Case 1: The beginning of Honda in the USA
It was the 1950s, Soichiro Honda decided it was time to explore the US market, so he sent his trusted ally, Kihachiro Kawashima to make Honda great by competing against established motorcycle manufacturers such as Harley Davidson. After all, the Americans rode long distances and the fuel-saving capabilities of his motorbike would be a welcome bonus.
Well, not so! At the time, motorbike riders were seen as outsiders or what many of us will refer to as “bad boys” thanks to Hollywood’s portrayal on the screens and they liked their brand names as much as the benefits they offered. Besides, Honda had under estimated the effect of long distances on its new invention and there were several reports of engine failures.
There came the dilemma – with losses piling up and no sign of a turnaround, should Honda have cut its losses and folded up its US operations? Should it have persisted with its initial plan and keep developing its big bikes until they were accepted? The Honda team continued in their development work and ran errands around town with the lightweight “50cc Super Cubs”. It was great for intercity commute – inexpensive to maintain and a great way to avoid the busy traffic. It was so good that it caught the attention of locals who wanted to purchase them.
Before long, Sears, one of the leading US retailers came along. It offered Honda the opportunity to supply them large quantities of the super cub and of course Kawashima refused. He was adamant on pursuing the initial goal of selling the big bikes and taking the market share off companies such as Harley Davidsons and the likes. Eventually, when Honda realised its purpose was not just big bikes, but wealth creation, it yielded to Sears demands to sell these Super Cubs in their sports section and open motorbikes to a new market. The offer worked… Sears achieved its aim and Honda came out of the red. By 1959, Honda went from no presence to 63% market dominance. Today Honda is not only successful with small motorbikes, it sells high capacity too. More interestingly, it managed to change the perception of bike riders with its campaign slogan “you meet the nicest people on a Honda”

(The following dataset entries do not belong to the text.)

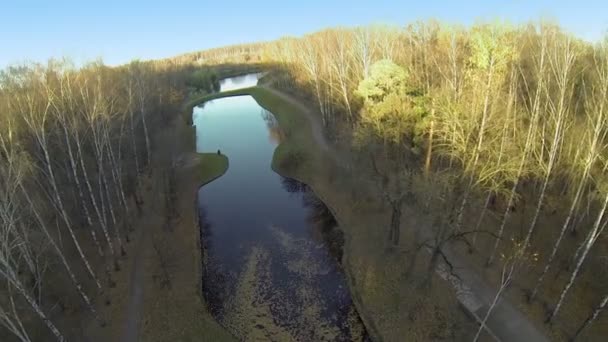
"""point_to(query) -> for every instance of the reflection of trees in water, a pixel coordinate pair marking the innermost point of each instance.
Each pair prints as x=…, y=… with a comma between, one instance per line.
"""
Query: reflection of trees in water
x=215, y=280
x=322, y=221
x=275, y=132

Honda’s success came as a result of their flexibility with the initial strategy and an understanding of their underlining purpose. I get it because I have been in this situation many times and you probably have been too – goals don’t line up, and you end up frustrated with the outcome of your decisions and a step you made to advance in reality translates to a more disastrous position than the point from which you started. Can I encourage you to ask this question: “What was the end goal in the first place?” For Honda, it was wealth creation through expansion to a new market. No, it wasn’t to sell the big bikes, it was to gain market share and make money. It was only by deferring back to this starting point instead of insisting on the latter that success came.
In conclusion, I want to remind you to be true to your core purpose and be flexible with strategy. Remember, strategy can change as long as it delivers on the underlining purpose.